And there was a first appearance for a new giant menorah after Jewish News revealed in October that the long-used candelabra partly designed by a convicted sex abuser was no longer to be used following a campaign by his victim.
Khan – who was introduced by Board of Deputies President Marie van der Zyl – told an estimated crowd of more than 3,500: “As mayor of London I’m so proud to see the menorah in Trafalgar Square.

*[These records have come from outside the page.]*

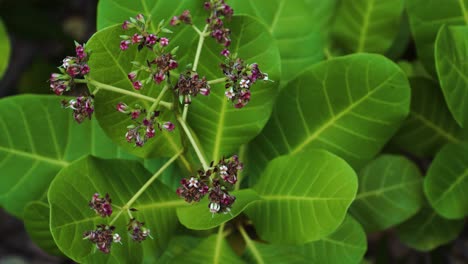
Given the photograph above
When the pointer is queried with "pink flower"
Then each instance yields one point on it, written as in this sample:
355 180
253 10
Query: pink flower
122 107
132 75
159 77
137 38
137 85
169 126
125 25
124 44
164 42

I am here to thank you for the contribution you make to making this the greatest city in the world.”
Saying the Chanukah story is as relevant today as it was 2,000 years ago, he stressed the need for Jews to be vigilant and other on other communities to show solidarity. “I want the world to know this Muslim mayor of London is proud to stand with the Jewish community,” he added.
Introduced by GPG co-founder Mikhail Fridman, the Chief Rabbi addressed the crowds before a countdown to the lighting.
He said: “We are proud of our synagogues, children, welfare organisations, charitable giving and, standing here in Trafalgar Square, we are proud to be citizens of this great city and proud to be British.”
To huge applause, he added: “We are proud of Israel and proud to be Zionists.”
Compered by comedian Rachel Creeger, revellers partied to the sounds of the Solomon Brothers and Kedma Band with Rabbi Belmont shul’s Marc Levene.
The event was again media partnered by Jewish News.
Among the other speakers were Israeli Ambassador Mark Regev and MP Luciana Berger.
The latter – who has been widely praised for fighting antisemitism in Labour – spoke about the power of resistance in the Chanukah story.
“It would have been easier for the Jews to submit to Greek authority, to give up their independence, laws and religion,” she said. “But they stood firm.
“My message to everyone this Chanukah is stand up for freedom, stand side-by-dude with one another in solidarity and take a stand against the evils of our time – misogyny, racism, poverty and hate.”
Warning that the battle of the Maccabees was not yet over, she added: “There are still plenty who want to snuff out the Jewish community’s identity and rights. When people try to tear us down we will resist, just like the Maccabees, and the righteous men and women down the ages.”